Sparse Autoencoders for a More Interpretable RLHF

Extending Anthropic's recent monosemanticity results toward a new, more interpretable way to fine-tune.


Understanding how machine learning models arrive at the answers they do, known as machine learning interpretability, is becoming increasingly important as models are deployed more widely and in high-stakes scenarios. Without interpretability, models may exhibit bias, toxicity, hallucinations, dishonesty, or malice, without their users or their creators knowing. But machine learning models are notoriously difficult to interpret. Adding to the challenge, the most widely used method for aligning language models with human preferences, RLHF (Reinforcement Learning from Human Feedback), impacts model cognition in ways that researchers do not understand. In this work, inspired by recent advances in sparse autoencoders from Anthropic, we investigate how sparse autoencoders can help to interpret large language models. We contribute a novel, more interpretable form of fine-tuning that only learns parameters related to interpretable features of the sparse autoencoder.

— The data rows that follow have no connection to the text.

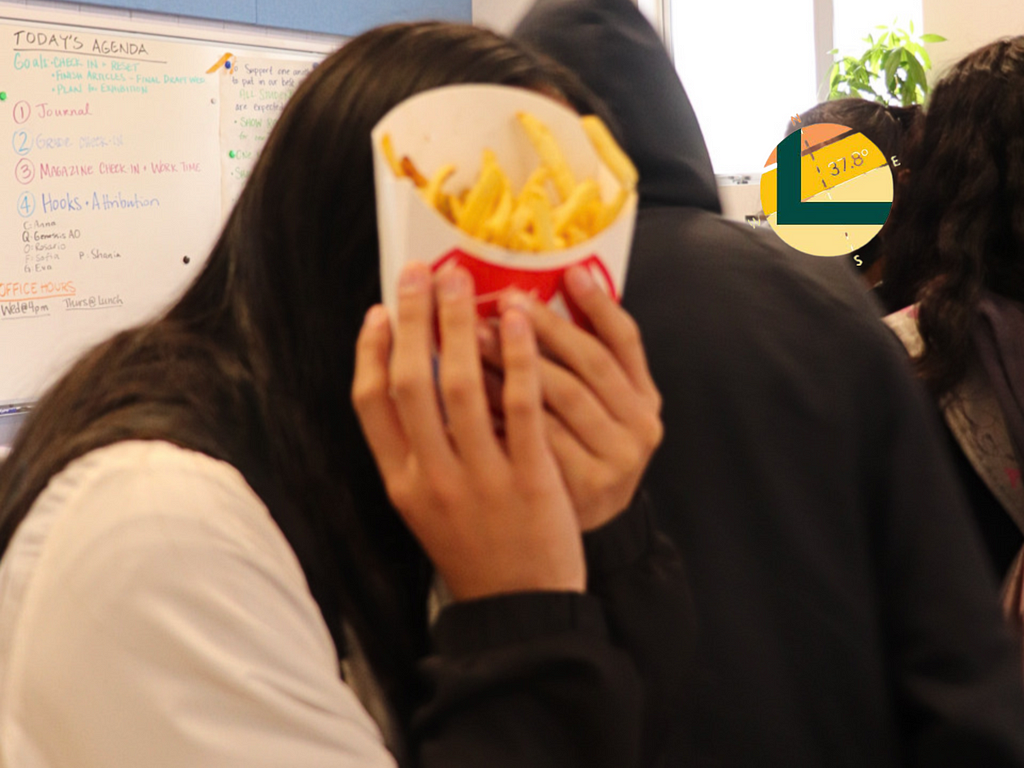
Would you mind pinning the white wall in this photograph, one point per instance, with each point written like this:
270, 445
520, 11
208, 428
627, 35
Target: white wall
500, 14
968, 26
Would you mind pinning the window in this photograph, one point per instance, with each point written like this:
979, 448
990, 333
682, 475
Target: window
749, 67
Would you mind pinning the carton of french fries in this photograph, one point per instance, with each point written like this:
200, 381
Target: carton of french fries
506, 182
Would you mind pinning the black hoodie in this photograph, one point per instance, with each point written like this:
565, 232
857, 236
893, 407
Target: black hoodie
846, 616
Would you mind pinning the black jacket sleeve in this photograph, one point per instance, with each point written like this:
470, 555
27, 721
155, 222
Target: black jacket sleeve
637, 573
562, 679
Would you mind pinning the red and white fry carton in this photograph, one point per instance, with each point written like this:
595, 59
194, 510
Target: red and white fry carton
455, 125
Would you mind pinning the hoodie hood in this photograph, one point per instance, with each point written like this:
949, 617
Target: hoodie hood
614, 50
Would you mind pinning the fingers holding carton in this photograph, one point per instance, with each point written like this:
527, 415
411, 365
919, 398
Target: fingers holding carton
495, 518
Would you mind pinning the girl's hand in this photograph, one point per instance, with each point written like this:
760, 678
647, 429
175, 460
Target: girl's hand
603, 410
495, 517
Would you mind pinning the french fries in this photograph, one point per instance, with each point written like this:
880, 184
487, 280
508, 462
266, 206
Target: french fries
534, 219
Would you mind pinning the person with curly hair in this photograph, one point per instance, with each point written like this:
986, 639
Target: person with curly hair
955, 255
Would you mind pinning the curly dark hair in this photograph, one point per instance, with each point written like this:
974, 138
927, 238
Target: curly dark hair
960, 226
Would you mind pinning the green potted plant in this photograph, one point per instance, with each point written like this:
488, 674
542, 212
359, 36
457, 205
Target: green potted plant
892, 70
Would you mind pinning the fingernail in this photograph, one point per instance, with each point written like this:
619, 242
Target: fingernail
376, 316
581, 280
414, 278
514, 299
515, 324
484, 334
453, 284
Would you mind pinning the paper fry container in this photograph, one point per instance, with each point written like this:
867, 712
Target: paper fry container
455, 124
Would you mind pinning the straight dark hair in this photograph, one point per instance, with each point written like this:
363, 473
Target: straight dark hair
254, 364
960, 224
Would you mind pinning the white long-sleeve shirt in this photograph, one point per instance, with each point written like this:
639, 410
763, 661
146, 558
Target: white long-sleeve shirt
152, 613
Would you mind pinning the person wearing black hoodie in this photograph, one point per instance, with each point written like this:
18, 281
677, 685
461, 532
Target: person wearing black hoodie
845, 613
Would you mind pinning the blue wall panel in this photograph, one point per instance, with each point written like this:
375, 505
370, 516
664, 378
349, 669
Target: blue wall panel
243, 11
339, 17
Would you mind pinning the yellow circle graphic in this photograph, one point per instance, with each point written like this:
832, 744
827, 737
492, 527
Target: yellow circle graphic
826, 189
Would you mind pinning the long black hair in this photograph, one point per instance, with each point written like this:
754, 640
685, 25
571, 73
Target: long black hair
960, 225
253, 365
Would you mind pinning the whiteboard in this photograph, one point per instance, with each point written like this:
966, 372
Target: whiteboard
122, 155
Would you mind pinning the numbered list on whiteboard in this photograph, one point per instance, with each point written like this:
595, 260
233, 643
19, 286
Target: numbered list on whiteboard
111, 197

Machine learning practitioners often cannot interpret the models they build (xkcd #1838).

Research on interpreting machine learning models falls broadly under one of two areas: representation-based interpretability (top-down) and mechanistic interpretability (bottom-up).

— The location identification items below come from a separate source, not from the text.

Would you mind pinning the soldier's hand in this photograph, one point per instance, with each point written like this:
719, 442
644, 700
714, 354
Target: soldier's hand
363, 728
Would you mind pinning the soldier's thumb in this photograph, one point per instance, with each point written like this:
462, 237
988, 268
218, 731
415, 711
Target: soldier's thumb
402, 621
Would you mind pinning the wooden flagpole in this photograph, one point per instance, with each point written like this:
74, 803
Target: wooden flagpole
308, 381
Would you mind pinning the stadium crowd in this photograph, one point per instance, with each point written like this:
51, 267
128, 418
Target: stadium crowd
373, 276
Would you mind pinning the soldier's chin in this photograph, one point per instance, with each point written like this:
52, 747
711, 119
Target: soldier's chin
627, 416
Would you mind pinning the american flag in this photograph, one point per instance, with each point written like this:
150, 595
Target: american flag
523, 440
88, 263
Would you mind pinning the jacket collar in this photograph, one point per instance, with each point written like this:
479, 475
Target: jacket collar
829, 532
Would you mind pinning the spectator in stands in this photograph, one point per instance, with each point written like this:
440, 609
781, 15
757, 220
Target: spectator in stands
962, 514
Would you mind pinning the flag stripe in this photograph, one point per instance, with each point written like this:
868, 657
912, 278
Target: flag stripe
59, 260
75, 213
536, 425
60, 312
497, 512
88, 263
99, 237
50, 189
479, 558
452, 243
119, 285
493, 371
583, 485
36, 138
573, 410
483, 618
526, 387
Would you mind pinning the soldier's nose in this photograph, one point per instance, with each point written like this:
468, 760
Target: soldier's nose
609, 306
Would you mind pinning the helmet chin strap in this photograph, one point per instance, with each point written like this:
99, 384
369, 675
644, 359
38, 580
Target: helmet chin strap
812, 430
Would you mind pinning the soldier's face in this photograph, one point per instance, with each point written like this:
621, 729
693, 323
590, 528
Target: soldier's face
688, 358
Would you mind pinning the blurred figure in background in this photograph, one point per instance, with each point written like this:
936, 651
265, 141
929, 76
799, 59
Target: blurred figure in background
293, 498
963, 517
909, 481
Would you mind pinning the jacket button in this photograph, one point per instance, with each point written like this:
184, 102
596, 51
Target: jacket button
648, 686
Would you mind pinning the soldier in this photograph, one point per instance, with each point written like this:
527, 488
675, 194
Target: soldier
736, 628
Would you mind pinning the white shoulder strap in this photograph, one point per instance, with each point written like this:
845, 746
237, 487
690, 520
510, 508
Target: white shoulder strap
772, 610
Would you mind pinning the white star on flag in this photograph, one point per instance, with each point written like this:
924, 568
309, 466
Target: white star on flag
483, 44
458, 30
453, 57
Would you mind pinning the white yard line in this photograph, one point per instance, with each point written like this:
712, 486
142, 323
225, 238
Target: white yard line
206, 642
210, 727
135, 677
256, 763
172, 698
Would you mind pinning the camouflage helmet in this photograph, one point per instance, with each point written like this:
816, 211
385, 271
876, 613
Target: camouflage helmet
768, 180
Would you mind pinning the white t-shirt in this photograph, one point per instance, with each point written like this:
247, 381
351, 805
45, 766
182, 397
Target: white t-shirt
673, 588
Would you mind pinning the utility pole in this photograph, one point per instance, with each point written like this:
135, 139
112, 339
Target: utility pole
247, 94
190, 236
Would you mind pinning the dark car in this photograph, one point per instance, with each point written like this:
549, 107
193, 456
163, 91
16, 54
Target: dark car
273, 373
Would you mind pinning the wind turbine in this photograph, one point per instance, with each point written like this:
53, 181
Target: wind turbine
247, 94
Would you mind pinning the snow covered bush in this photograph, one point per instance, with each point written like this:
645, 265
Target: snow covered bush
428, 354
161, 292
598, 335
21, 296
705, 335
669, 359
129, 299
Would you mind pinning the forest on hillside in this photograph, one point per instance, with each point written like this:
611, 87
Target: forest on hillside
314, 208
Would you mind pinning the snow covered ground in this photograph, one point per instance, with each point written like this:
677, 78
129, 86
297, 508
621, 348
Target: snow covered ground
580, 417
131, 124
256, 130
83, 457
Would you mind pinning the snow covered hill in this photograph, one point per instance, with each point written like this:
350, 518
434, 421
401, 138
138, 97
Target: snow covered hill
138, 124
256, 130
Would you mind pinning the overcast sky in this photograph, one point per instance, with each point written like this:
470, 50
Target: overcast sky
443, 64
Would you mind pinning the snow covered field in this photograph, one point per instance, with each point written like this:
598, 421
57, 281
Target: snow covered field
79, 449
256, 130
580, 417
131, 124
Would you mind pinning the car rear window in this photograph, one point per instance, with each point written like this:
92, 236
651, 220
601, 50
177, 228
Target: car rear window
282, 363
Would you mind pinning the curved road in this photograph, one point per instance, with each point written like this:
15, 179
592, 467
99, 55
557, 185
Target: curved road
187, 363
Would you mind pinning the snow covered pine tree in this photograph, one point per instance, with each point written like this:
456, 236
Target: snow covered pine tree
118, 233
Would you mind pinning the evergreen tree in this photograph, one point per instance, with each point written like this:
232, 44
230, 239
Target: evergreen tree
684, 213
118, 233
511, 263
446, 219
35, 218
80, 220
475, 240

Representation-based interpretability seeks to map out meaningful directions in the representation space of models. For example, Li et al. found a direction in one model that causally corresponds to truthfulness. Subsequent work by Zou et al. borrows from neuroscience methods to find directions for hallucination, honesty, power, and morality, in addition to several others. But directions in representation space can prove brittle. As Marks et al. found, truthfulness directions for the same model can vary across datasets. Moreover, current methods for extracting representation space directions largely rely on probing and the linearity hypothesis , but models may have an incentive to store some information in nonlinear ways. For example, Gurnee et al. showed that language models represent time and space using internal world models; for a world model to store physical scales ranging from the size of the sun to the size of an electron, it may prefer a logarithmic representation.

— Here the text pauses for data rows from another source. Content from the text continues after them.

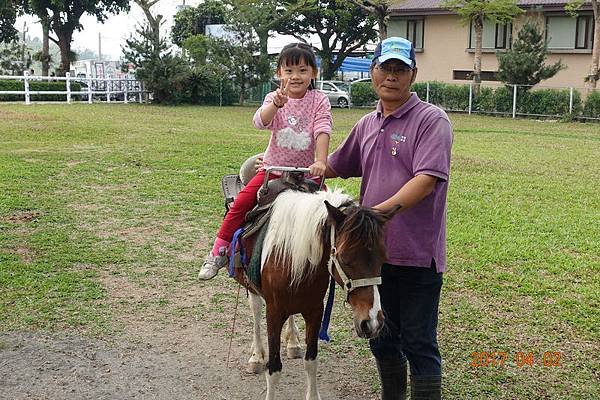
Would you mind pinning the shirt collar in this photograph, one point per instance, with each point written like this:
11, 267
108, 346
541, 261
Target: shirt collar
412, 101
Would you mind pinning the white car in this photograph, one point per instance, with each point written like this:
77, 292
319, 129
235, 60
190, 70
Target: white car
336, 91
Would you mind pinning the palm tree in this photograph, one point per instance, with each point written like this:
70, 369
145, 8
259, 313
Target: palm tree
476, 12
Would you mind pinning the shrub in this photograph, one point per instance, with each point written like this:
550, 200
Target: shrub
455, 97
592, 105
548, 102
10, 85
363, 94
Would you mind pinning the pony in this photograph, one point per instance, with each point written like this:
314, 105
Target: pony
310, 238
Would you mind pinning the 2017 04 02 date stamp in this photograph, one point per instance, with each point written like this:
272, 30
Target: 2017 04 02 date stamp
521, 358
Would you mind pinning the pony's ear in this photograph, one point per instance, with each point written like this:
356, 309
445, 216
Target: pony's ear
336, 216
385, 216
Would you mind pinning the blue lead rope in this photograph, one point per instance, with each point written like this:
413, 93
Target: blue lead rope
236, 242
327, 314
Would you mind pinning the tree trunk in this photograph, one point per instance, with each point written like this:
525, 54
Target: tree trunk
478, 25
45, 47
593, 77
64, 44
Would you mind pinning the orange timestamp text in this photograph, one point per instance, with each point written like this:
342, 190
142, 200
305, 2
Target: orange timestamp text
521, 359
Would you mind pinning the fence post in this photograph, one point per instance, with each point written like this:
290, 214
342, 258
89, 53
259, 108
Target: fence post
68, 85
470, 97
571, 100
221, 92
514, 101
26, 84
107, 84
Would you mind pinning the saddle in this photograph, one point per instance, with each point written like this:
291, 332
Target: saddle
257, 219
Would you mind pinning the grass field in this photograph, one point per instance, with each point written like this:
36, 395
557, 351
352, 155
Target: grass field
93, 191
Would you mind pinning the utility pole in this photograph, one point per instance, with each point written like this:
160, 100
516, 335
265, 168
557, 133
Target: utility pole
99, 46
23, 46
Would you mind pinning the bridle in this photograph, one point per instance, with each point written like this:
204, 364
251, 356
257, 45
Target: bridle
348, 284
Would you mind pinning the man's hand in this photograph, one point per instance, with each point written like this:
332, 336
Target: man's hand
318, 168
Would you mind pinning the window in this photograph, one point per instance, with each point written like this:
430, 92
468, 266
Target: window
328, 87
467, 75
411, 29
493, 36
584, 33
567, 33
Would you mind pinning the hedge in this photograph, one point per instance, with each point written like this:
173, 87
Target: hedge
451, 97
363, 94
14, 85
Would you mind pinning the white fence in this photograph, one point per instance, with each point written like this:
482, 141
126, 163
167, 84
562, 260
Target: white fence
513, 100
110, 89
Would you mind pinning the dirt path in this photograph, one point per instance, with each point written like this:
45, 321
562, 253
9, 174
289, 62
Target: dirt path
159, 354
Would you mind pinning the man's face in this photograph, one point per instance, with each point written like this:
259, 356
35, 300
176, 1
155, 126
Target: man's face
392, 80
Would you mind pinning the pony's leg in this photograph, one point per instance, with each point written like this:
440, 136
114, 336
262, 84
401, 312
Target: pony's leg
292, 340
256, 363
313, 324
275, 321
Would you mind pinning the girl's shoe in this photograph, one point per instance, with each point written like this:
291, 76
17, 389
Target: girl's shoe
211, 266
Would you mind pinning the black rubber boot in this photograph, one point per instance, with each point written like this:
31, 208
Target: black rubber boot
393, 379
425, 387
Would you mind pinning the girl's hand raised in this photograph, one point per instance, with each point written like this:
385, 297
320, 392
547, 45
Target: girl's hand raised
318, 168
280, 97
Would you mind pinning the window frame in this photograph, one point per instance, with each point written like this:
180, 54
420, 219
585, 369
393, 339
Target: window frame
507, 37
589, 32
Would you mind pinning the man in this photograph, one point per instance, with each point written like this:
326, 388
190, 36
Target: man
402, 152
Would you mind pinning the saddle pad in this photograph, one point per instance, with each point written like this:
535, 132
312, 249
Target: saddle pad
254, 265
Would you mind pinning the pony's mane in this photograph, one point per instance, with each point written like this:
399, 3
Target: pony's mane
362, 227
295, 229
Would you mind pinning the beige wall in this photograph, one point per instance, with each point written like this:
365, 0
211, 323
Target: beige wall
445, 43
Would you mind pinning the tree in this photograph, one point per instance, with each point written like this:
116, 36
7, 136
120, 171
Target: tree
163, 74
63, 18
193, 20
594, 75
231, 58
10, 59
476, 12
342, 27
264, 17
380, 10
524, 63
9, 9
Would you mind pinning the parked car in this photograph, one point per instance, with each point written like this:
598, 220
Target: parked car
336, 91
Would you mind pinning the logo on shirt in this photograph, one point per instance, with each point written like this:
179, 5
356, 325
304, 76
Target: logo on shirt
397, 138
290, 139
293, 121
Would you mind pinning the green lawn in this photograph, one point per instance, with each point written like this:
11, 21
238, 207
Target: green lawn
134, 190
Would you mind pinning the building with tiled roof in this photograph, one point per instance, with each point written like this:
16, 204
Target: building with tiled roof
445, 46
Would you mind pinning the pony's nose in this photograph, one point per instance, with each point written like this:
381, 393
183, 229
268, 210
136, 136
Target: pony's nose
369, 328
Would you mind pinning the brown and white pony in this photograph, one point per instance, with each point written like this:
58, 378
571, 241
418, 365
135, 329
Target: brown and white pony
311, 237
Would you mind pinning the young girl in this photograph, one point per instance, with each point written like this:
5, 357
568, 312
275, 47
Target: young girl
299, 119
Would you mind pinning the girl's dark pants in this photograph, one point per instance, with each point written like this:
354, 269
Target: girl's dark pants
410, 298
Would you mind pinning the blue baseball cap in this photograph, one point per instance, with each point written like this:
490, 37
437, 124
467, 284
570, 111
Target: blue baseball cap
395, 48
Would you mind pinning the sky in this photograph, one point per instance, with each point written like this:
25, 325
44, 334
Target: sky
117, 28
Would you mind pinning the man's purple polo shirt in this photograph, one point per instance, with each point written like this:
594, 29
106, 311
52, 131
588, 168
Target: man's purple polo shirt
387, 152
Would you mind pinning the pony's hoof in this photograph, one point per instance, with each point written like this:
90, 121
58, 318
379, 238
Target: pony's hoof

Mechanistic interpretability, unlike representation engineering, studies individual neurons, layers, and circuits, seeking to map out model reasoning at a granular level. One challenge is that individual neurons often fire in response to many unrelated features, a phenomenon known as polysemanticity. For example, Olah et al. found polysemantic neurons in vision models, including one that fires on both cat legs and car fronts. Olah et al. hypothesized that polysemanticity arises due to superposition, which is when the model attempts to learn more features than it has dimensions. Subsequent work investigated superposition in toy models, suggesting paths toward disentangling superposition in real models . Superposition is relevant for language models because the real world has billions of features that a model could learn (names, places, facts, etc.), while highly deployed models have many fewer hidden dimensions, such as 12,288 for GPT-3 .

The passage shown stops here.